Hechos 2, 21-36

Y todo el que invocare el nombre del Señor se salvará.” Varones israelitas, escuchad estas palabras: Jesús de Nazaret, varón probado por Dios entre vosotros con milagros, prodigios y señales que Dios hizo por El en medio de vosotros, como vosotros mismos sabéis, a éste, entregado según los designios de la presciencia de Dios, le alzasteis en la cruz y le disteis muerte por mano de los infieles. Pero Dios, rotas las ataduras de la muerte, le resucitó, por cuanto no era posible que fuera dominado por ella, pues David dice de El: “Traía yo al Señor siempre delante de mí, porque El está a mi derecha, para que no vacile.
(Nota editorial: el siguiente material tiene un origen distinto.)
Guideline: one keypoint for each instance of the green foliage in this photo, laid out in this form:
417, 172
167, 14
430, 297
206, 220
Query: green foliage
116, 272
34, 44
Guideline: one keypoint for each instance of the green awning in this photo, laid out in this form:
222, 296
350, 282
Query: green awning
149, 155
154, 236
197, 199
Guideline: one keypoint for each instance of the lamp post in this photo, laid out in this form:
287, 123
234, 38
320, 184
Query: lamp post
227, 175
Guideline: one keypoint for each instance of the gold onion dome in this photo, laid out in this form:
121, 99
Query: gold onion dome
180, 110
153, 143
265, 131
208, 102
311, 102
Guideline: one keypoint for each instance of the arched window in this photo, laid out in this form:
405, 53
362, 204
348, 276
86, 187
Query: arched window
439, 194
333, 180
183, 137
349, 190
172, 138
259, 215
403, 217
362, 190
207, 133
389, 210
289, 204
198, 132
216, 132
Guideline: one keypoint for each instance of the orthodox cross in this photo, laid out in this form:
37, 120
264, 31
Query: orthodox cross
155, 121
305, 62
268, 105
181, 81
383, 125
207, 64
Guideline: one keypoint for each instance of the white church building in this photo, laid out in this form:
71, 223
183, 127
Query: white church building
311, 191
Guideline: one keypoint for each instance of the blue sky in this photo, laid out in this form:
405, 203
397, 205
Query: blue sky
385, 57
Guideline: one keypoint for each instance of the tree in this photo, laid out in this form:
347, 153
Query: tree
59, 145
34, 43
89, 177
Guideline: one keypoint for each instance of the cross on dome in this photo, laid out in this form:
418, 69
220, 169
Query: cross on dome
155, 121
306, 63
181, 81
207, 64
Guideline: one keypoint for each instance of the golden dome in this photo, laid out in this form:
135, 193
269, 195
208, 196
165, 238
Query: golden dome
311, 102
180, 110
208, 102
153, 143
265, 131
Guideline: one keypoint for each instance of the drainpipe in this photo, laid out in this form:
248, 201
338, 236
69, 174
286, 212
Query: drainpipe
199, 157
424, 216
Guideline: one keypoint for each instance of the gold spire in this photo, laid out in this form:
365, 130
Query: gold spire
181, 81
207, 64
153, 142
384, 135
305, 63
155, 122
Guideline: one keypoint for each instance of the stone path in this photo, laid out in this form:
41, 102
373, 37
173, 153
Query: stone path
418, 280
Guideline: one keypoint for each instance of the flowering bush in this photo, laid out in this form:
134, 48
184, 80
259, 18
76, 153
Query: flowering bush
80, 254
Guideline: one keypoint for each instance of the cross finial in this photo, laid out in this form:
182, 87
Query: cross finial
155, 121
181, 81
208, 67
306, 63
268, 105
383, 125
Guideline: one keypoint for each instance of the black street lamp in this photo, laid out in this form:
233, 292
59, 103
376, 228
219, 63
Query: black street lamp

Por esto se regocijó mi corazón y exultó mi lengua, y hasta mi carne reposará en la esperanza. Porque no abandonarás en el Ades mi alma, ni permitirás que tu Santo experimente la corrupción. Me has dado a conocer los caminos de la vida, y me llenarás de alegría con tu presencia.” Hermanos, séame permitido deciros con franqueza del patriarca David, que murió y fue sepultado, y que su sepulcro se conserva entre nosotros hasta hoy. Pero, siendo profeta y sabiendo que le había Dios jurado solemnemente que un fruto de sus entrañas se sentaría sobre su trono, le vio de antemano y habló de la resurrección de Cristo, que no sería abandonado en el Ades, ni vería su carne la corrupción. A este Jesús le resucitó Dios, de lo cual todos nosotros somos testigos. Exaltado a la diestra de Dios y recibida del Padre la promesa del Espíritu Santo, lo derramó, según vosotros veis y oís. Porque no subió David a los cielos, antes dice: “Dijo el Señor a mi Señor: Siéntate a mi diestra Hasta que ponga a tus enemigos por escabel de tus pies.” Tenga, pues, por cierto toda la casa de Israel que Dios le ha hecho Señor y Cristo a este Jesús, a quien vosotros habéis crucificado.